Like the Obama administration these Kern County
agencies disclose too little of the information most
needed by the press and public to hold them accountable
for their policies and actions. Even very locally, from
public school districts to government contractors, there is
an ongoing effort to shield and obscure the business of
government from the public and necessary
accountability.
The Obama administration
 has established legal policies that disrupt
relationships between journalists and government
sources;
 has established surveillance programs that cast doubt
on journalists’ ability to protect those sources;
 has implemented restrictive practices for disclosing
information that make it more difficult to hold the
government accountable for its actions and decisionmaking;
 makes use of administration-controlled media to
circumvent scrutiny by the press.
Just one example for the too many intimidating activities
of the federal government: On May 13, 2013 the Justice
Department informed the Associated Press (AP) that as
part of its investigation of a AP story in 2012 about the
CIA’s covert operation in Yemen, it had secretly
subpoenaed and seized all records for twenty AP
telephone lines and switchboards for April and May of
2012. The records included outgoing calls for the work
and personal phone lines of individual reporters, for AP
news bureau lines in New York, Washington, and
Hartford, Connecticut, and for the main AP phone

number in the press gallery of the U.S. House of
Representatives. Although only five AP reporters and an
editor were involved in the May 12, 2012, Yemen story,
“thousands upon thousands of newsgathering calls” by
more than 100 AP journalists using newsroom, home,
and mobile phones were included in the seized records.
Subsequently, a coalition of more than 50 American
news media organizations—including the Newspaper
Association of America, National Association of
Broadcasters, American Society of News Editors, Society
of Professional Journalists, ABC, NBC, CNN, NPR,
Gannett, McClatchy, Tribune, The New York Times, and
The Washington Post—joined the Reporters Committee
for the Freedom of the Press in a strong protest letter to
the Department of Justice.
If this kind of intimidation takes place on the highest
level of government, the bullying actions of law
enforcement officers in Ferguson, Missouri should come
to no surprise. Once the Department of Justice began
using its own police powers against the First Amendment
rights of the news media and the public’s interest in
reporting all manner of government conduct, than a local
trooper will follow suit.
As journalists throughout the U.S. state much too often,
"there is across-the-board hostility to the media... they
don’t return repeated phone calls and e-mails... instead,
they feel entitled to and expect supportive media
coverage.”
None of these measures is anything like the government
controls, censorship, repression, physical danger, and
even death that journalists and their sources face daily in
many countries throughout the world—from Asia, the
Middle East and Africa to parts of Eastern Europe and
Latin America.

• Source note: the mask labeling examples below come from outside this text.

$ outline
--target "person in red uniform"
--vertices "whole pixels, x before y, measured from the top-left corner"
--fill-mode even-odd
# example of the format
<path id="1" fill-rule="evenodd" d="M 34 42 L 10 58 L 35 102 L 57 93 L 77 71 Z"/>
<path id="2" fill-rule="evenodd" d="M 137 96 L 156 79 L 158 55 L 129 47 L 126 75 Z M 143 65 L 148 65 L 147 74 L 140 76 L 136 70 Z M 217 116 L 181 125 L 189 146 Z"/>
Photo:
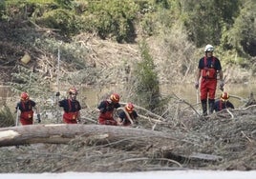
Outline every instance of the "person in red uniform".
<path id="1" fill-rule="evenodd" d="M 33 109 L 35 109 L 37 113 L 37 122 L 41 122 L 40 113 L 36 108 L 36 104 L 30 99 L 30 95 L 27 92 L 22 92 L 20 94 L 20 102 L 18 102 L 16 106 L 16 110 L 17 109 L 21 111 L 19 121 L 22 125 L 33 124 Z"/>
<path id="2" fill-rule="evenodd" d="M 214 110 L 221 111 L 224 109 L 234 109 L 234 105 L 228 101 L 229 94 L 228 92 L 223 92 L 221 99 L 217 100 L 214 104 Z"/>
<path id="3" fill-rule="evenodd" d="M 64 109 L 63 122 L 66 124 L 77 124 L 80 122 L 80 103 L 76 100 L 77 90 L 73 87 L 68 90 L 68 98 L 58 102 L 58 106 Z"/>
<path id="4" fill-rule="evenodd" d="M 103 100 L 97 107 L 99 111 L 98 124 L 99 125 L 111 125 L 117 126 L 117 123 L 114 119 L 114 109 L 120 108 L 119 104 L 120 96 L 117 93 L 110 95 L 109 99 Z"/>
<path id="5" fill-rule="evenodd" d="M 135 123 L 137 123 L 138 113 L 134 109 L 134 105 L 132 103 L 127 103 L 124 107 L 124 110 L 122 110 L 117 119 L 117 123 L 119 126 L 131 126 Z M 129 115 L 129 116 L 127 116 Z M 130 119 L 132 121 L 130 121 Z"/>
<path id="6" fill-rule="evenodd" d="M 206 45 L 204 48 L 205 55 L 200 59 L 198 71 L 196 74 L 195 88 L 199 88 L 201 78 L 201 103 L 203 115 L 207 115 L 207 102 L 209 113 L 213 112 L 215 103 L 215 91 L 217 88 L 217 74 L 220 75 L 220 89 L 224 88 L 223 70 L 220 60 L 213 56 L 214 48 Z"/>

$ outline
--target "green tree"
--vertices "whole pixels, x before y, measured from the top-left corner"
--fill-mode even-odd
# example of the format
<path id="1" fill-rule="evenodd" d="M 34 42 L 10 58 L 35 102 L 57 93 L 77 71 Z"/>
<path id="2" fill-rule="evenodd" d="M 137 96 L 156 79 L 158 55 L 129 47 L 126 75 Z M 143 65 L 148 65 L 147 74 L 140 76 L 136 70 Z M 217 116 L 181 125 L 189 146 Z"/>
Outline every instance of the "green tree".
<path id="1" fill-rule="evenodd" d="M 241 0 L 191 0 L 182 1 L 184 25 L 190 40 L 197 47 L 205 44 L 219 45 L 224 28 L 233 24 L 239 14 Z"/>
<path id="2" fill-rule="evenodd" d="M 239 16 L 230 30 L 223 35 L 224 50 L 235 49 L 240 55 L 256 56 L 256 2 L 246 1 L 241 8 Z"/>
<path id="3" fill-rule="evenodd" d="M 147 44 L 142 42 L 139 49 L 142 61 L 137 64 L 135 70 L 135 101 L 146 109 L 154 110 L 160 105 L 160 82 Z"/>

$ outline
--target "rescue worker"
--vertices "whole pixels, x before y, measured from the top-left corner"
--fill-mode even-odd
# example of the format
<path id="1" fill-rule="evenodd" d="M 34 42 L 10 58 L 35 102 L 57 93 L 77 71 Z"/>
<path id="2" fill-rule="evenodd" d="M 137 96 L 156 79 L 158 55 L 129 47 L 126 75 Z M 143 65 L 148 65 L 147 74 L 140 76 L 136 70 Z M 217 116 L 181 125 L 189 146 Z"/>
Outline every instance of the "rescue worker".
<path id="1" fill-rule="evenodd" d="M 97 107 L 97 110 L 99 111 L 99 125 L 117 125 L 113 115 L 115 109 L 120 108 L 119 100 L 120 96 L 117 93 L 113 93 L 108 99 L 100 102 Z"/>
<path id="2" fill-rule="evenodd" d="M 30 95 L 27 92 L 21 92 L 20 102 L 17 103 L 16 111 L 20 110 L 19 121 L 21 125 L 32 125 L 33 124 L 33 109 L 37 113 L 37 122 L 41 123 L 39 109 L 36 107 L 34 101 L 30 99 Z"/>
<path id="3" fill-rule="evenodd" d="M 138 113 L 134 110 L 134 105 L 132 103 L 127 103 L 124 107 L 124 110 L 122 110 L 117 119 L 117 123 L 119 126 L 131 126 L 132 123 L 137 123 Z M 127 116 L 129 115 L 129 117 Z M 130 119 L 132 121 L 130 121 Z"/>
<path id="4" fill-rule="evenodd" d="M 77 124 L 80 122 L 80 103 L 76 100 L 77 90 L 73 87 L 68 90 L 68 98 L 58 102 L 58 106 L 64 109 L 63 122 L 66 124 Z"/>
<path id="5" fill-rule="evenodd" d="M 220 89 L 224 88 L 224 75 L 220 60 L 213 56 L 214 48 L 206 45 L 204 48 L 205 55 L 200 59 L 196 73 L 195 88 L 201 92 L 201 103 L 203 115 L 207 115 L 207 102 L 209 113 L 213 112 L 215 103 L 215 92 L 217 88 L 217 74 L 220 76 Z M 200 82 L 201 79 L 201 82 Z"/>
<path id="6" fill-rule="evenodd" d="M 217 100 L 214 104 L 214 110 L 215 111 L 221 111 L 224 109 L 235 109 L 234 105 L 228 101 L 229 94 L 228 92 L 223 92 L 221 95 L 221 98 Z"/>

However 45 nations around the globe
guarantee and ensure a higher level of Freedom of the
Press than the United States.
The administration of government has become more
complex, the opportunities for malfeasance and
corruption have multiplied, crime has grown to most
serious proportions, and the danger of its protection by
unfaithful officials and of the impairment of the
fundamental security of life and property by criminal
alliances and official neglect, emphasizes the primary
need of a vigilant and courageous press.